Even before this geological evidence had emerged, some naturalists had already claimed that Earth’s history had a direction. Buffon, and later the physicist Joseph Fourier, both claimed that the Earth had begun as a hot ball of molten rock and had been cooling through time. Fourier argued that the tropical plants of Europe must have lived during those warmer times. Some geologists suggested that the cooling of the planet occasionally triggered violent, sudden uplifts of mountains and volcanic eruptions.
“Catastrophism,” as this school of thought came to be known, was attacked in 1830 by a British lawyer-turned-geologist named Charles Lyell (1797-1875). Lyell started his career studying under the catastrophist William Buckland at Oxford. But Lyell became disenchanted with Buckland when Buckland tried to link catastrophism to the Bible, looking for evidence that the most recent catastrophe had actually been Noah’s flood. Lyell wanted to find a way to make geology a true science of its own, built on observation and not susceptible to wild speculations or dependent on the supernatural.
For inspiration, Lyell turned to the fifty-year-old ideas of a Scottish farmer named James Hutton. In the 1790s, Hutton had argued that the Earth was transformed not by unimaginable catastrophes but by imperceptibly slow changes, many of which we can see around us today. Rain erodes mountains, while molten rock pushes up to create new ones. The eroded sediments form into layers of rock, which can later be lifted above sea level, tilted by the force of the uprising rock, and eroded away again. These changes are tiny, but with enough time they could produce vast changes. Hutton therefore argued that the Earth was vastly old — a sort of perpetual-motion machine passing through regular cycles of destruction and rebuilding that made the planet suitable for mankind.
Lyell traveled through Europe to find more evidence that gradual changes, the same we can see happening today, had produced the features of the Earth’s surface. He found evidence for many rises and falls of sea level, and of giant volcanoes built on top of far older rocks. Processes such as earthquakes and eruptions, which had been witnessed by humans, were enough to produce mountain ranges. Valleys were not the work of giant floods but the slow grinding force of wind and water.
Uniform Processes of Change
Lyell’s version of geology came to be known as uniformitarianism, because of his fierce insistence that the processes that alter the Earth are uniform through time. Like Hutton, Lyell viewed the history of Earth as being vast and directionless. And the history of life was no different.

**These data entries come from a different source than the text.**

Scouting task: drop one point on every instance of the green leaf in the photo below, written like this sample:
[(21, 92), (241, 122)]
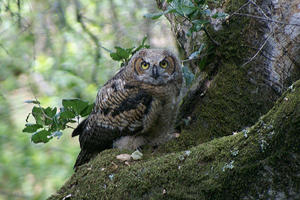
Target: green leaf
[(143, 45), (202, 63), (219, 15), (158, 15), (31, 128), (32, 101), (197, 53), (38, 115), (188, 75), (115, 56), (50, 112), (123, 53), (42, 136), (87, 110), (57, 134), (153, 15), (67, 114), (75, 105)]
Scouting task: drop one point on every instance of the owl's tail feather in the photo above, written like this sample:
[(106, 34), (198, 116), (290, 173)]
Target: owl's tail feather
[(83, 157)]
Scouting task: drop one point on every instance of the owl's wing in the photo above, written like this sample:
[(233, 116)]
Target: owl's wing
[(120, 109)]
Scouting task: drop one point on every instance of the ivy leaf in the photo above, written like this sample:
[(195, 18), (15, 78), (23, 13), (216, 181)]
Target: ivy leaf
[(31, 128), (66, 114), (143, 45), (219, 15), (75, 105), (158, 15), (197, 53), (121, 54), (38, 115), (41, 136), (57, 134), (88, 109), (188, 75), (153, 15), (32, 101)]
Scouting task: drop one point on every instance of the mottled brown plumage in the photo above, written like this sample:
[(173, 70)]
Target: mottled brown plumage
[(138, 105)]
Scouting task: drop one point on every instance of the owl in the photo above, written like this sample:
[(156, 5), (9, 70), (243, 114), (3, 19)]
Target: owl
[(137, 106)]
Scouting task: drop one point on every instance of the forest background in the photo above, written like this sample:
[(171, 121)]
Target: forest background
[(52, 50)]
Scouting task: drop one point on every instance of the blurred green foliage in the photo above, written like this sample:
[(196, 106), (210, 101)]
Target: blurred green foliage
[(52, 50)]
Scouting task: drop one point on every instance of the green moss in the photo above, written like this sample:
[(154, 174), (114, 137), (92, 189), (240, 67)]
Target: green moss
[(232, 167)]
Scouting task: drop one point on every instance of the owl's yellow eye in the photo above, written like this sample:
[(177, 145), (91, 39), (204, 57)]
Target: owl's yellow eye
[(145, 65), (163, 64)]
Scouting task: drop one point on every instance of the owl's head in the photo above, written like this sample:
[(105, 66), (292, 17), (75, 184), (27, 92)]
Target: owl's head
[(155, 66)]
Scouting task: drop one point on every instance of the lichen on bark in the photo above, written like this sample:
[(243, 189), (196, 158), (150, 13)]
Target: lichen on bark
[(260, 162), (220, 154)]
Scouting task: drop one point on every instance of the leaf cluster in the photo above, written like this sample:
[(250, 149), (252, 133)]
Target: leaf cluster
[(197, 12), (49, 122), (124, 54)]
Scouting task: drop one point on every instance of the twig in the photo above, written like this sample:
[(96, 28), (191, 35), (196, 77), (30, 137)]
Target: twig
[(209, 36), (93, 37), (243, 6), (259, 50), (266, 19), (197, 58), (259, 9)]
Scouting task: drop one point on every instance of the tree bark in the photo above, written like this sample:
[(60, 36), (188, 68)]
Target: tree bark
[(230, 146)]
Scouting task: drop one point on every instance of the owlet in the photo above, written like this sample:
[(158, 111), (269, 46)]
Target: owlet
[(137, 106)]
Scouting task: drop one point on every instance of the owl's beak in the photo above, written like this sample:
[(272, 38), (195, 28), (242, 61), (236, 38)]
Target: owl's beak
[(155, 72)]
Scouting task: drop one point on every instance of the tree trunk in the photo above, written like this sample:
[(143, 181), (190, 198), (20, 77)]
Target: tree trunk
[(229, 148)]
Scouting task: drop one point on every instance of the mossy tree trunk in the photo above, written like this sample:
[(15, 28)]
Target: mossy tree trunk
[(229, 148)]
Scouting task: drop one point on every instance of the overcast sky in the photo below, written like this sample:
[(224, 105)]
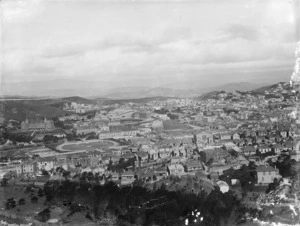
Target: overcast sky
[(149, 43)]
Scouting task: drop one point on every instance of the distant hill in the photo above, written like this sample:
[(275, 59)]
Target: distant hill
[(239, 86), (268, 91), (133, 100), (78, 99), (40, 108), (262, 90), (145, 92)]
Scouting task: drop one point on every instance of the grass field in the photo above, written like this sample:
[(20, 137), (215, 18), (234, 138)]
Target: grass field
[(175, 125), (85, 146)]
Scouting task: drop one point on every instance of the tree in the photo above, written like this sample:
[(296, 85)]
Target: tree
[(44, 215), (22, 201), (34, 199), (41, 192)]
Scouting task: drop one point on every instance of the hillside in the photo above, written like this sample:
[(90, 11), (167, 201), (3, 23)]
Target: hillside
[(239, 86), (145, 92), (262, 90), (31, 109), (130, 100), (270, 91)]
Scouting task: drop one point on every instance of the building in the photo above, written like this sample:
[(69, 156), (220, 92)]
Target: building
[(264, 149), (175, 169), (46, 163), (28, 167), (31, 125), (82, 130), (266, 174), (127, 178)]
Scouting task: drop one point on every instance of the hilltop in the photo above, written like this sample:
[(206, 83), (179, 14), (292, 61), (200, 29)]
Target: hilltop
[(39, 108), (281, 89)]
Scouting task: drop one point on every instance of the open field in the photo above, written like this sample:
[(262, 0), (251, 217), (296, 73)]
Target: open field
[(175, 125), (98, 144)]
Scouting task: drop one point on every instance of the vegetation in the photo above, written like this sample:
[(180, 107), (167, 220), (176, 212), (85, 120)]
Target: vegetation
[(137, 205)]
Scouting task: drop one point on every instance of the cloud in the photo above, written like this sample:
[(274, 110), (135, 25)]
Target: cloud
[(21, 10), (239, 31)]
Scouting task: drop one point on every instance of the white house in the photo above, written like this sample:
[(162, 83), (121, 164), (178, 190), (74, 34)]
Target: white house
[(266, 174)]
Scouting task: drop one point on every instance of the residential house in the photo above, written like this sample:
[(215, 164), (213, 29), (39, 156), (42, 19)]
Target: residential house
[(225, 136), (266, 174), (27, 167), (249, 150), (127, 178), (175, 169), (278, 148), (193, 165), (46, 163), (264, 149), (235, 136)]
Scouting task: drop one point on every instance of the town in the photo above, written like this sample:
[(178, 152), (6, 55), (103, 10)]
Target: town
[(240, 142)]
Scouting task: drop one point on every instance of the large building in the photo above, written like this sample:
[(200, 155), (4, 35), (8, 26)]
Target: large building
[(31, 125)]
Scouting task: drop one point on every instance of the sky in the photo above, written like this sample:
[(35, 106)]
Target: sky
[(168, 43)]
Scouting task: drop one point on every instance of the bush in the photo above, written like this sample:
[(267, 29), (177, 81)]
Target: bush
[(34, 199), (22, 201)]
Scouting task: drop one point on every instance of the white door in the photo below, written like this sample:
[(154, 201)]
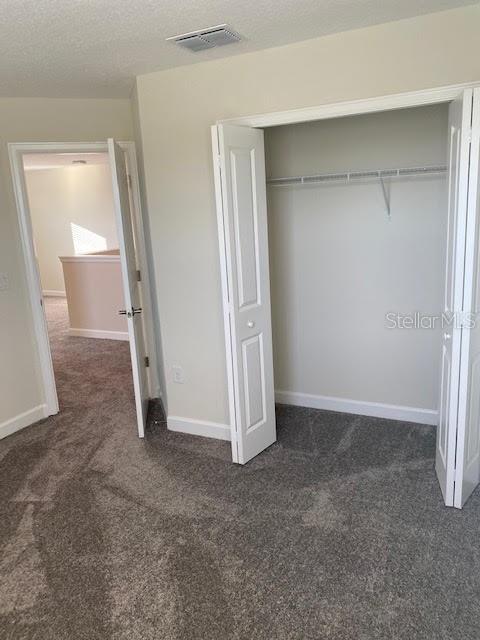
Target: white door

Lyell crafted a powerful lens for viewing the history of the Earth. On Darwin’s voyage aboard the Beagle, for example, he was able to decipher the history of the Canary Islands (right) by applying Lyell’s ideas to the volcanic rock he encountered there. Today satellite measurements reveal that mountains may rise an inch a year, while radioactive clocks help show how they’ve been rising that way for millions of years. But Lyell could never have grasped the mechanism — plate tectonics — that makes this kind of geological change happen.
Yet geologists today also know that some of the factors that changed the Earth in the past cannot be seen at work today. For example, the early Earth was pummeled by gigantic hunks of solar debris, some as big as Mars. For the first one or two billion years of Earth’s history, plate tectonics didn’t even exist as we know it today.
Lyell had an equally profound effect on our understanding of life’s history. He influenced Darwin so deeply that Darwin envisioned evolution as a sort of biological uniformitarianism. Evolution took place from one generation to the next before our very eyes, he argued, but it worked too slowly for us to perceive.